Flash Report: Twitter Data Leak

ZeroFox Intelligence Key Findings

• A threat actor has shared what they claim is Twitter data of 200 million users in a hacker forum.
• The leaked data includes names, email addresses, and usernames and is completely publicly available.
• The leaked data is likely a result of a Twitter API vulnerability that was previously patched.
• At this time, security researchers have not independently verified how much of this data, if any, is reused from previously-leaked Twitter data. 
• The presence of the email account data in the leak increases the likelihood of phishing, impersonation, and other social engineering attacks.

Analyst Commentary

On the heels of a December 2022 leak of data for 5.3 million of its users, Twitter has experienced another possible leak of user data. This time, threat actor “ThinkingOne” has shared names and email addresses associated with at least  200 million Twitter users on a popular English-speaking deep web hacker forum, Breached. ZeroFox Intelligence assesses ThinkingOne to be fairly reputable, and the data can be accessed for eight forum credits (about USD 2). Unlike the December 2022 leak, the entirety of this newest data is made publicly available. Of those 200 million records, 100,000 have been confirmed as verified users, indicating that some of the impacted accounts include notable celebrities and organizations. In addition, Twitter users that have made attempts to remain anonymous on the platform may have their associated email addresses and correlated names now made publicly available.

Several threat actors took advantage of a Twitter API vulnerability before it was patched in January 2022, leaking and selling scraped user datasets.
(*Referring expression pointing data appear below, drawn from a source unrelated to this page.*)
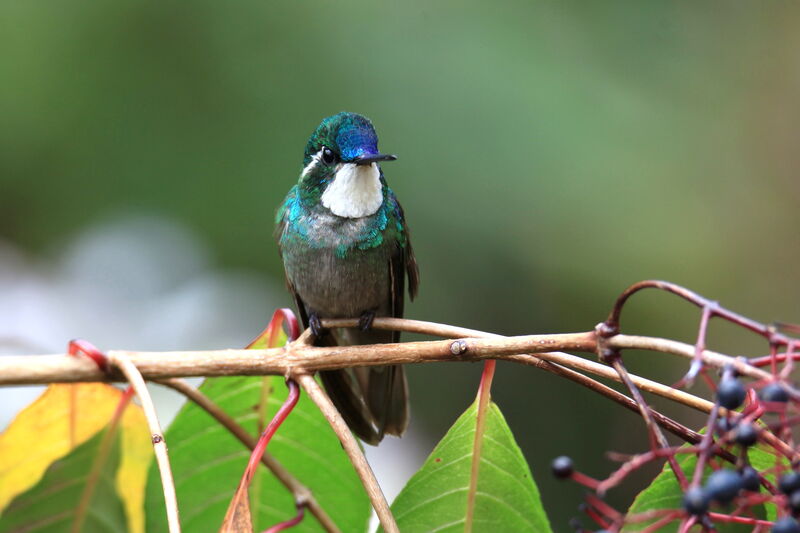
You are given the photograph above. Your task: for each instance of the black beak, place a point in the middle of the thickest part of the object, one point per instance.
(367, 159)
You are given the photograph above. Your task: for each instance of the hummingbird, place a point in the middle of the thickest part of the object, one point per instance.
(346, 251)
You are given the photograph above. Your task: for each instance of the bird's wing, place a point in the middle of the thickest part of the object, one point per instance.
(402, 263)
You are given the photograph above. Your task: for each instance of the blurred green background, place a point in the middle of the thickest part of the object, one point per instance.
(550, 155)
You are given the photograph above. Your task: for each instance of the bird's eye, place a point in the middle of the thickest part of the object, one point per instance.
(328, 157)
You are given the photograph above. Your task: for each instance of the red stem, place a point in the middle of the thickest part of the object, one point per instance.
(78, 346)
(272, 427)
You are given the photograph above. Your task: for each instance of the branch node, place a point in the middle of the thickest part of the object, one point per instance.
(458, 347)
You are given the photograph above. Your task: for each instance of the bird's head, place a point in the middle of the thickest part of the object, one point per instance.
(340, 166)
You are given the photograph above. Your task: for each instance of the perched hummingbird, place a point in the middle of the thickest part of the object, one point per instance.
(346, 251)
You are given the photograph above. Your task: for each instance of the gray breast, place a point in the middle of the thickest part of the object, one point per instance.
(335, 280)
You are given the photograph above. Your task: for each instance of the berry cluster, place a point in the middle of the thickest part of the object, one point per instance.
(744, 468)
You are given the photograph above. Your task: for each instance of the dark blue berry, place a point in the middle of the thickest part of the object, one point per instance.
(695, 501)
(787, 524)
(789, 482)
(774, 392)
(750, 479)
(723, 485)
(746, 435)
(724, 425)
(730, 393)
(562, 467)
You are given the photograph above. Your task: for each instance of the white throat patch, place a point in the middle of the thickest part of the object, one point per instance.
(355, 191)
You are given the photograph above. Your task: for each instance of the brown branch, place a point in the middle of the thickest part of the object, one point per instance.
(353, 450)
(157, 436)
(302, 494)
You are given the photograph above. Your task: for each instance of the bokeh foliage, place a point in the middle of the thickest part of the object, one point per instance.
(550, 154)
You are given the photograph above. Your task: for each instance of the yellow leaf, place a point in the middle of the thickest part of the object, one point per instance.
(63, 417)
(137, 452)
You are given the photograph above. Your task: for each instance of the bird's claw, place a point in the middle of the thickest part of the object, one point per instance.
(315, 324)
(365, 320)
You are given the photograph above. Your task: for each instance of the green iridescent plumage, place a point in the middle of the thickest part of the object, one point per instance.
(345, 247)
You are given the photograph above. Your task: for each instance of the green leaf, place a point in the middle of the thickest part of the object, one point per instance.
(665, 493)
(208, 462)
(435, 498)
(54, 504)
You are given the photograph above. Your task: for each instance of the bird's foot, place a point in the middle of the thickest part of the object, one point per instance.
(365, 320)
(315, 324)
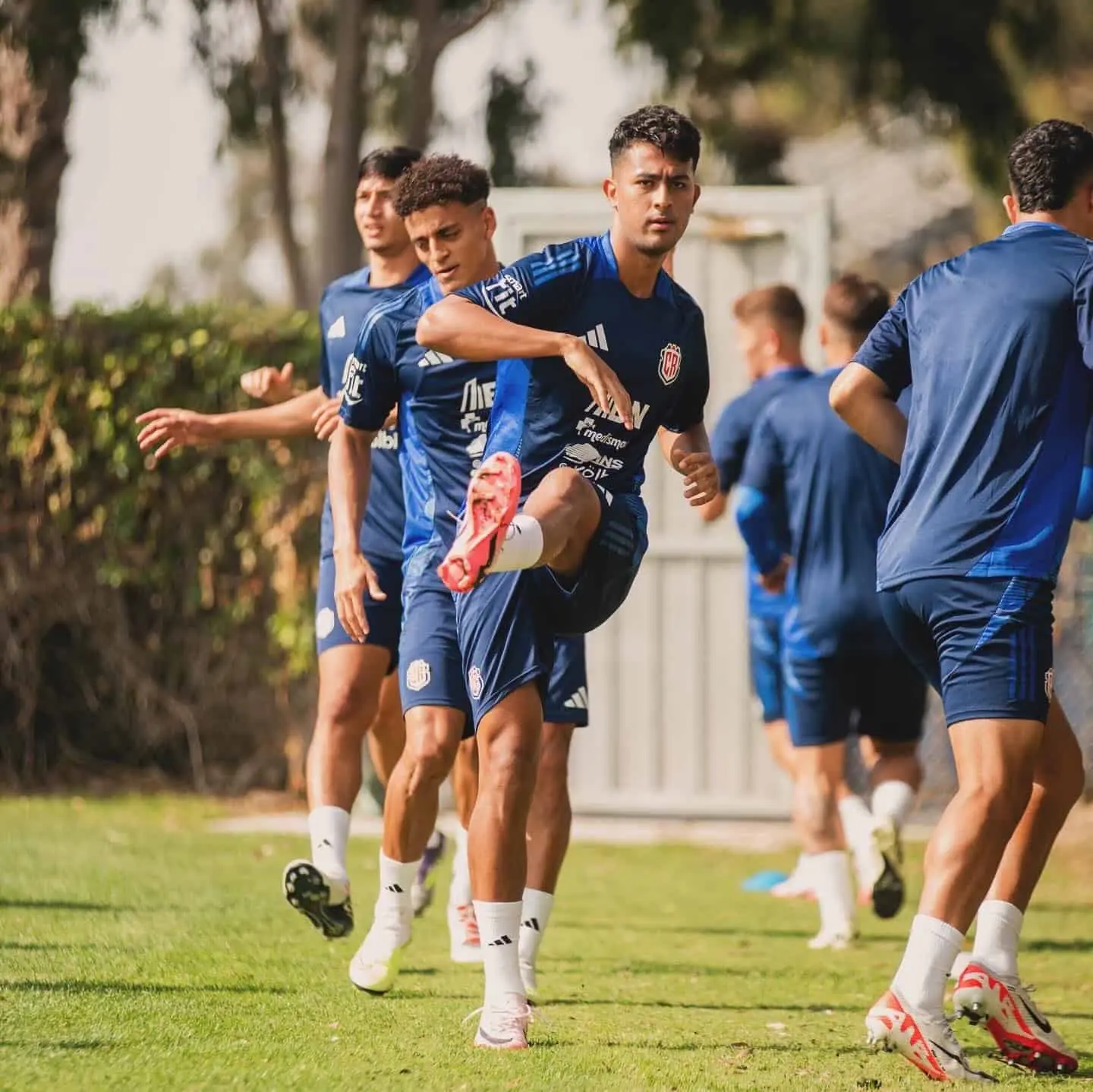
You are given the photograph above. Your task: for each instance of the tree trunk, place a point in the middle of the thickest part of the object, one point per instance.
(339, 243)
(33, 158)
(281, 162)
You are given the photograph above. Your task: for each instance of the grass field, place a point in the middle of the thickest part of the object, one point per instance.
(139, 951)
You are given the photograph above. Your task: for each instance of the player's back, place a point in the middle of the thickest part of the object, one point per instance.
(837, 490)
(999, 404)
(345, 307)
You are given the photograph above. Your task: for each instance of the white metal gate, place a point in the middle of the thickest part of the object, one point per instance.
(673, 729)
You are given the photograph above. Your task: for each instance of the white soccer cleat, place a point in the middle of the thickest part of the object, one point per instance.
(1022, 1033)
(504, 1025)
(926, 1041)
(378, 960)
(462, 927)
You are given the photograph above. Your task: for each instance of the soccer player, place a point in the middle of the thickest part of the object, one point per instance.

Beginning in July 2022, threat actors have been observed selling and circulating large datasets of scraped Twitter user profiles containing both private and public data on various online hacker forums and cybercrime marketplaces. More such leaks are anticipated in the future as a result of other breaches using the same bug prior to it being patched. At this time, it has not been determined what Twitter data has been reused from previous leaks or how much of it is real data, although many accounts have been confirmed as legitimate. Should all the data be confirmed as legitimate, it would indicate that roughly 54 percent of all 468.4 million Twitter users were impacted by this leak.

Recommendations

• Update Twitter account passwords immediately and regularly change them every 4-6 weeks.
• Update any accounts that utilize the same password as your Twitter account.
• Do not share personal information or contact information on Twitter. 
• Beware of unsolicited Direct Messages (DMs). Phishing attacks often use DMs to lure unsuspecting users to a login page, where they are asked to provide their username and password. Moreover, use your judgment and discretion while clicking URLs in DMs.
• Block and report spam. If you receive spam via @replies, block and report the account as spam. Block suspicious accounts, spammers, and bots from following you.
• Consider making your feed private. Once the “Protect My Tweets” feature is turned on, tweets will only be available to your approved followers. Please note that unprotecting your tweets will cause any previously-protected tweets to be made public.
• Check for impersonations and monitor your brand regularly, as someone else may use your name to impersonate you or your brand on Twitter. This can lead to grave reputation problems for your business, professional, and personal life.
• Engage ZeroFox’s ongoing monitoring services to identify impersonation accounts and, when identified, utilize ZeroFox’s disruption services to have those accounts removed.

Scope Note

ZeroFox Intelligence is derived from a variety of sources, including — but not limited to — curated open-source accesses, vetted social media, proprietary data sources, and direct access to threat actors and groups through covert communication channels. Information relied upon to complete any report cannot always be independently verified. As such, ZeroFox applies rigorous analytic standards and tradecraft in accordance with best practices and includes caveat language and source citations to clearly identify the veracity of our Intelligence reporting and substantiate our assessments and recommendations. All sources used in this particular Intelligence product were identified prior to 1:00 PM (EST) on January 5, 2023; per cyber hygiene best practices, caution is advised when clicking on any third-party links.